A Lua Está Viva? Tremores Sombrios Ameaçam o Futuro das Missões Artemis

Uma nova pesquisa abalou a visão que tínhamos da Lua: longe de ser um deserto estático, ela esconde falhas sísmicas ainda ativas. Esses tremores podem colocar em risco os planos ambiciosos da NASA de instalar bases permanentes no satélite natural da Terra. Será que estamos prontos para enfrentar terremotos lunares?
Por

Tempo de leitura: 2 minutos

A Lua, por décadas vista como um mundo silencioso e imutável, revelou um segredo inquietante: seu solo ainda treme. Pesquisas recentes mostram que falhas geológicas permanecem ativas e podem gerar sismos capazes de ameaçar as futuras bases lunares planejadas pelo programa Artemis. Para quem sonha com uma presença humana permanente fora da Terra, esse novo risco muda as regras do jogo.
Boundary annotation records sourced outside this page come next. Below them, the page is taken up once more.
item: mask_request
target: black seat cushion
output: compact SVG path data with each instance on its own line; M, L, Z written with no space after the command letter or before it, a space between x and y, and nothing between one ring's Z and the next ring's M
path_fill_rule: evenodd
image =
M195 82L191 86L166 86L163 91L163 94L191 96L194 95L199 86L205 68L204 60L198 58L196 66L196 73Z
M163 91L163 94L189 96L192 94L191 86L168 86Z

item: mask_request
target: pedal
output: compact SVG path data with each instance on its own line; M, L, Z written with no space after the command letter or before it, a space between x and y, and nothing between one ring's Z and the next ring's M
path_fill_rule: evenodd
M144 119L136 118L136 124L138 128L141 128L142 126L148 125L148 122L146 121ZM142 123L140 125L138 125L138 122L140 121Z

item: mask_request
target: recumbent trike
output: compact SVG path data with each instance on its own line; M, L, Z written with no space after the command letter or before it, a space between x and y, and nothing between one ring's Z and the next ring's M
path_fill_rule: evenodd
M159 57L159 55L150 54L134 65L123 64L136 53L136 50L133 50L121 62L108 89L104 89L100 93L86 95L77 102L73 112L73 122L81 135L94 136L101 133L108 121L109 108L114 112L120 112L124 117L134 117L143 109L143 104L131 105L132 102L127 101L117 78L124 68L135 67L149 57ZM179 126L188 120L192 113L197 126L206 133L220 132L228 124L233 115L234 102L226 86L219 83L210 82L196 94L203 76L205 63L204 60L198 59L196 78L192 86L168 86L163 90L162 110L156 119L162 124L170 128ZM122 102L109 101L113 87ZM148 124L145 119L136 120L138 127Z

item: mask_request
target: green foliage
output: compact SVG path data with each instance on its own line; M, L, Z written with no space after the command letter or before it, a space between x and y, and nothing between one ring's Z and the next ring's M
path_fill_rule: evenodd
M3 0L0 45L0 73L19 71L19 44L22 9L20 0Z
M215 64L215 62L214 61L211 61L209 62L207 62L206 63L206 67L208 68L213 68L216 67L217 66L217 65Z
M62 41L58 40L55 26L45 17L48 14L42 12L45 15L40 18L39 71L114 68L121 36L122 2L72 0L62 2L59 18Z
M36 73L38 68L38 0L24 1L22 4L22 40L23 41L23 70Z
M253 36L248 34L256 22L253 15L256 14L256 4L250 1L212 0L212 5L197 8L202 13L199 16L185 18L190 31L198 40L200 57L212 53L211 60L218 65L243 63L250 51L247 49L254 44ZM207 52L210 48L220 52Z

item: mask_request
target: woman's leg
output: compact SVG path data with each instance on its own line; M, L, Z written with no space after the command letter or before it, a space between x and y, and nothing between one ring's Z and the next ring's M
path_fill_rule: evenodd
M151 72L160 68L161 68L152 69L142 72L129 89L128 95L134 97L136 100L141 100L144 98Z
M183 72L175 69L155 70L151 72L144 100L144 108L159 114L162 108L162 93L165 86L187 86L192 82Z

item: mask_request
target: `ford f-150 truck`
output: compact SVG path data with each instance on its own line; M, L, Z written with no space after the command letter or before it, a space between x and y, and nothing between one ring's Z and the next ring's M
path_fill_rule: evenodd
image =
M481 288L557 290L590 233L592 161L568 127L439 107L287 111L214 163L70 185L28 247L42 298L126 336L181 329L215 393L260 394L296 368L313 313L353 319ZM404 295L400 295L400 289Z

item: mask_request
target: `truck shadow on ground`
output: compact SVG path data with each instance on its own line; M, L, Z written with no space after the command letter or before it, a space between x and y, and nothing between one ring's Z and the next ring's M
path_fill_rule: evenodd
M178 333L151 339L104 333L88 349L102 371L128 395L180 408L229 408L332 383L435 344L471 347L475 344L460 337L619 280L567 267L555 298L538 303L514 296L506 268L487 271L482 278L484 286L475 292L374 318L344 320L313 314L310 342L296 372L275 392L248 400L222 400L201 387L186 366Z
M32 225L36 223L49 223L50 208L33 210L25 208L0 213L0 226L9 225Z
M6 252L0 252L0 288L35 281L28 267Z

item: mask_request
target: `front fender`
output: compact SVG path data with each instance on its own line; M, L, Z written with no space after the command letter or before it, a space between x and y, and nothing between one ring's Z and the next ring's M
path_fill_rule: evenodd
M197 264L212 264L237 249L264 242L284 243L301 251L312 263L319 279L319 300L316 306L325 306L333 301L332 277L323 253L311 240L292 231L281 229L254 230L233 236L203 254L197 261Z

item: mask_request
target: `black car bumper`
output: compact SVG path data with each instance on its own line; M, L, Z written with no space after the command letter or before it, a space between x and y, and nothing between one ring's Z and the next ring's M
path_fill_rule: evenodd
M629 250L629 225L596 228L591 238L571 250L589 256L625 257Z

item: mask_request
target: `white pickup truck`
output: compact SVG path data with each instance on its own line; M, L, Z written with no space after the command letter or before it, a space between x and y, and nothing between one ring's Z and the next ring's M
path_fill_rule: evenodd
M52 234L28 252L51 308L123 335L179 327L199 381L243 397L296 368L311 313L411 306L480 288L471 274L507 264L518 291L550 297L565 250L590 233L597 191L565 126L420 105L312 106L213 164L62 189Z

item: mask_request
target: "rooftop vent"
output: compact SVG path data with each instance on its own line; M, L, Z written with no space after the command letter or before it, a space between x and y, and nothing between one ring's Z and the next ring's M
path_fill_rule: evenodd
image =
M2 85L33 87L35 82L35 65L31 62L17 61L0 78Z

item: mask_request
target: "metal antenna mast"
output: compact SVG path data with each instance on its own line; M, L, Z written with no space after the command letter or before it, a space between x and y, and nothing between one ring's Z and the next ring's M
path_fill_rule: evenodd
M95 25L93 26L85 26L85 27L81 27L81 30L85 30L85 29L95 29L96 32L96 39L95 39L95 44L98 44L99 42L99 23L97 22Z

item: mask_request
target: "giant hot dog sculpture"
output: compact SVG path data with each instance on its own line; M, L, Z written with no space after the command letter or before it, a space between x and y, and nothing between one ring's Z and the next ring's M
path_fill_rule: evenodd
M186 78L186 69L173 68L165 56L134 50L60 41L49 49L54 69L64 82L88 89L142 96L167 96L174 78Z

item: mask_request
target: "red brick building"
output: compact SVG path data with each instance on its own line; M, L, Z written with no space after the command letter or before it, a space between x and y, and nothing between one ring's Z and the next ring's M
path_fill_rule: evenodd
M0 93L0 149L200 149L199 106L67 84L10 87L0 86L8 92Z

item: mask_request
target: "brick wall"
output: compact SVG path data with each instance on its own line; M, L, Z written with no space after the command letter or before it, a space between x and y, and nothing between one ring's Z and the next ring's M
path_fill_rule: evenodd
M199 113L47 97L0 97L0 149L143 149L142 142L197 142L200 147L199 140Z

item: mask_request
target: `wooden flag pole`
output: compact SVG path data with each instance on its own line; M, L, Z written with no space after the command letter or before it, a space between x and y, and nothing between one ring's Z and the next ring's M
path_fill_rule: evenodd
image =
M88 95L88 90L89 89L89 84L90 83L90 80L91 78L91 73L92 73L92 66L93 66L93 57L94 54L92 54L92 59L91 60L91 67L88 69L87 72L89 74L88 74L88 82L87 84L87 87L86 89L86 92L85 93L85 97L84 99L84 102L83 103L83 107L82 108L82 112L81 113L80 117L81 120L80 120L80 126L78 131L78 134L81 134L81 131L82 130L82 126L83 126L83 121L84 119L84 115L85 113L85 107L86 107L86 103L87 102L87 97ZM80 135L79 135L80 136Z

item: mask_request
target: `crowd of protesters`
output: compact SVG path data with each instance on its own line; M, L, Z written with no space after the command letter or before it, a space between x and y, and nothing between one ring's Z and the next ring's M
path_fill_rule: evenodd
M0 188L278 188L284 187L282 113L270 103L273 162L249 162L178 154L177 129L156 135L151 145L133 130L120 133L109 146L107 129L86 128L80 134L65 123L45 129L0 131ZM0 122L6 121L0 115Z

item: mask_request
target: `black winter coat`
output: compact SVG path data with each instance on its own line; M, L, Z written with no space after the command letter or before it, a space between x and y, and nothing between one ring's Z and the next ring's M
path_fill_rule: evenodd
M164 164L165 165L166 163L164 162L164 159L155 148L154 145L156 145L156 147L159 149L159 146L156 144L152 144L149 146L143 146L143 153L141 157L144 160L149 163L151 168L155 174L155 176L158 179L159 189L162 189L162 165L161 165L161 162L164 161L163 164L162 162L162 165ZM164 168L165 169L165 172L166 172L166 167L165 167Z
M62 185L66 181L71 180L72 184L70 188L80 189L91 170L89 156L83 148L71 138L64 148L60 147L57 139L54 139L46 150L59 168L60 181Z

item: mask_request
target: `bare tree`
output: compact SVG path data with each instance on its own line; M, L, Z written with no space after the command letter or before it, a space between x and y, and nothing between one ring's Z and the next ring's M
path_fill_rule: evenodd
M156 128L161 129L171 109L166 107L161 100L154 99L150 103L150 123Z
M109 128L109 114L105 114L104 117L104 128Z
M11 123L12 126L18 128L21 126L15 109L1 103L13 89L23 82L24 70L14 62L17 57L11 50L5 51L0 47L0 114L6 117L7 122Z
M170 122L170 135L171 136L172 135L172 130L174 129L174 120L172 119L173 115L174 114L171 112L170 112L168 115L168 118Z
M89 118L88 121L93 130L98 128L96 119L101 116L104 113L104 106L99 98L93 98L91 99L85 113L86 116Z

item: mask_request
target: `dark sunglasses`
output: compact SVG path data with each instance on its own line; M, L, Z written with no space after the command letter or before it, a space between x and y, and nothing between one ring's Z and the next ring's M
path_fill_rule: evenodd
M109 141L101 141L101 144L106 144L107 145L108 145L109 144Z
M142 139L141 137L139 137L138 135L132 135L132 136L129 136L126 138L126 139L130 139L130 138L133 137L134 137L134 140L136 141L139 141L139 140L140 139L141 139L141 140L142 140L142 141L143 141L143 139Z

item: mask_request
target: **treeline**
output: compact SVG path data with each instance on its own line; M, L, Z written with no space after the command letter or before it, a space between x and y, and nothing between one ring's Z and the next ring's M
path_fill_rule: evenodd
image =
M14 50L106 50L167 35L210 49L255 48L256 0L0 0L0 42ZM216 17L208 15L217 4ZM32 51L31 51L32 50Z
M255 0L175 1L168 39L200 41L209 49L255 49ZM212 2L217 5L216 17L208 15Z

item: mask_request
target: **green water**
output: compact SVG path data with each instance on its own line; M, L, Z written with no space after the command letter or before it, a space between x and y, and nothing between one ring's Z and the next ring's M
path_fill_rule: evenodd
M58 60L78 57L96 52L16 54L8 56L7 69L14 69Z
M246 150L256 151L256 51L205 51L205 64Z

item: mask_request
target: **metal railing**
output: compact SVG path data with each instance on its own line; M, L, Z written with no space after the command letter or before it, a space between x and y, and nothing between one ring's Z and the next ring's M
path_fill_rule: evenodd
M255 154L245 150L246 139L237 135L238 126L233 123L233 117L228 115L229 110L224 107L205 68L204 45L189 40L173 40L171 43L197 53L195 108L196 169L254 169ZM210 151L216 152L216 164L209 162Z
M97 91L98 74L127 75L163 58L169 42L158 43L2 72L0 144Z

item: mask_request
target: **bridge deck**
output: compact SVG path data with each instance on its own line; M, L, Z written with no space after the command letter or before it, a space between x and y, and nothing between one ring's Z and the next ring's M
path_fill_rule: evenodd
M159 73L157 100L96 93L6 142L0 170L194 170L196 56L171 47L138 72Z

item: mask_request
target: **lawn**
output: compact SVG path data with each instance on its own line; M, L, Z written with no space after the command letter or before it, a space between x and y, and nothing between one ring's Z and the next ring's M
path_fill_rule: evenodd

Sinais sísmicos no legado da Apollo 17

Lua 1
© PIRO4D – Pixabay

Um estudo publicado na Science Advances analisou os registros deixados pela missão Apollo 17 em 1972 no vale Taurus-Littrow. Rochas deslocadas e pequenos deslizamentos, antes atribuídos a impactos de meteoritos, na verdade foram causados por terremotos lunares.

Os cientistas Thomas R. Watters, do Instituto Smithsonian, e Nicholas Schmerr, da Universidade de Maryland, identificaram que a falha Lee-Lincoln foi responsável por tremores de magnitude estimada em até 3.0 nos últimos 90 milhões de anos.

Na Terra, esse valor seria considerado moderado. Mas na Lua, onde não há atmosfera nem mecanismos naturais de amortecimento, o impacto seria muito mais severo, especialmente para futuras estruturas humanas.

O perigo para as futuras bases lunares

Lua 2
© FreePIk

As análises mostram que a probabilidade diária de um sismo danoso ocorrer perto de uma falha ativa é de 1 em 20 milhões. Parece insignificante, mas em missões de longa duração, a matemática muda: em dez anos, o risco acumulado sobe para 1 em 5.500, um número que engenheiros e astronautas não podem ignorar.

Estruturas altas, como o módulo de pouso Starship Human Landing System, podem ser particularmente vulneráveis a vibrações. Schmerr resume o dilema: “Toda exploração envolve riscos calculados, mas ignorar terremotos lunares é brincar com fogo.”

A ascensão da paleossismologia lunar

O estudo desses fenômenos inaugura uma disciplina em expansão: a paleossismologia lunar. Sem poder escavar como fazemos na Terra, os cientistas recorrem a registros de missões passadas, imagens orbitais e, em breve, a novos sismômetros que serão levados pelo programa Artemis.

A principal recomendação dos pesquisadores é clara: evitar construir bases próximas a falhas ativas. Instalações erguidas em áreas mais estáveis terão maiores chances de resistir a tremores inesperados.

Um novo desafio para a colonização lunar

O que parecia um ambiente estático e seguro mostra-se muito mais dinâmico do que imaginávamos. Se quisermos transformar a Lua em um lar para a humanidade, será preciso considerar não apenas radiação e falta de oxigênio, mas também o fato de que o chão pode se mover sob nossos pés.

Com os planos de colonização avançando, cada missão Artemis precisará levar em conta essa ameaça silenciosa — porque no espaço, ignorar pequenos tremores pode custar muito caro.